The kitchen was cleared and tidied up, the table pushed to the side, the couch placed in the center and Miloš laid on it, the shutters closed, and the candles lit. Night fell inside the house, while outdoors daylight shone bright. A day without a cloud, without a breeze; a day when the sea lay unruffled in the archipelago, calm enough for Frazy Grant to run from island to island-and not only her, everyone.
One hour later Foka made the return trip on the ferry, with many other people also on board: Both of Miloš's daughters, his relatives, the dotur and the fra. Fra Jozo. Rumor had it that he had painted his church with the money made for him by the Ukrainian girls he peddled to the tourists. Nobody mentioned that now, and nobody laughed. By noon, Miloš's death was known in Australia and in California, also in San Pedro. Invisible bottles with messages flew through the air, not by sea.

Sebald delayed his departure for the hill until the evening. Fiamengo did not come along, his back was acting up too badly. Miloš would come down eventually, when the white pasara boat went for him. Fiamengo would pay his respects then.

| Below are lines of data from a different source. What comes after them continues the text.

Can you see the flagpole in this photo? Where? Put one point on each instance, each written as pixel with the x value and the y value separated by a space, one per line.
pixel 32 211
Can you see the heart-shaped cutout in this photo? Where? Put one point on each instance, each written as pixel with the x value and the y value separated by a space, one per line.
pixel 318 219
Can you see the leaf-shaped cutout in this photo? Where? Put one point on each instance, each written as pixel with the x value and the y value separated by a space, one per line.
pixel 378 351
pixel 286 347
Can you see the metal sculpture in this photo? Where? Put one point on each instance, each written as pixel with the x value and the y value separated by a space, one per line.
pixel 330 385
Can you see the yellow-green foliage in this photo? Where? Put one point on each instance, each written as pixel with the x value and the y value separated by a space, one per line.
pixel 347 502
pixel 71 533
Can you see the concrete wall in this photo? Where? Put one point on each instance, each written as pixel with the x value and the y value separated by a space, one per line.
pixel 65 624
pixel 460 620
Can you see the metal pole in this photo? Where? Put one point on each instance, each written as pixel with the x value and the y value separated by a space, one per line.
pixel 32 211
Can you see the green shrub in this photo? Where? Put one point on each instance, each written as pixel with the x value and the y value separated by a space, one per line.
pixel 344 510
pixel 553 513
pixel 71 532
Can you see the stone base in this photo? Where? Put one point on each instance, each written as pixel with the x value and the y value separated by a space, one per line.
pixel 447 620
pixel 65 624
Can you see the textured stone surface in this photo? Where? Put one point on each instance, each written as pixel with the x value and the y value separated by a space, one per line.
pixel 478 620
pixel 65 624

Ivana did come. Like a small brown goat she skipped ahead of Sebald up the steep path so that he could barely keep up with her. On the top, near the copper vitriol solution tank, where only a few days ago-now already once upon a time-she had painted the island in the snow, she waited up for him. Tesa was also there, her nose to the ground, her tail down. She knew full well that this day and this walk were not like any ordinary day, any ordinary walk. They proceeded at a slower pace. A few others caught up with them. Also two of the Daltons. One had to remain in the tavern, since the tourists had not registered the death which had come to the island, and continued to call for their red wine and water bevandas, lobsters and beer.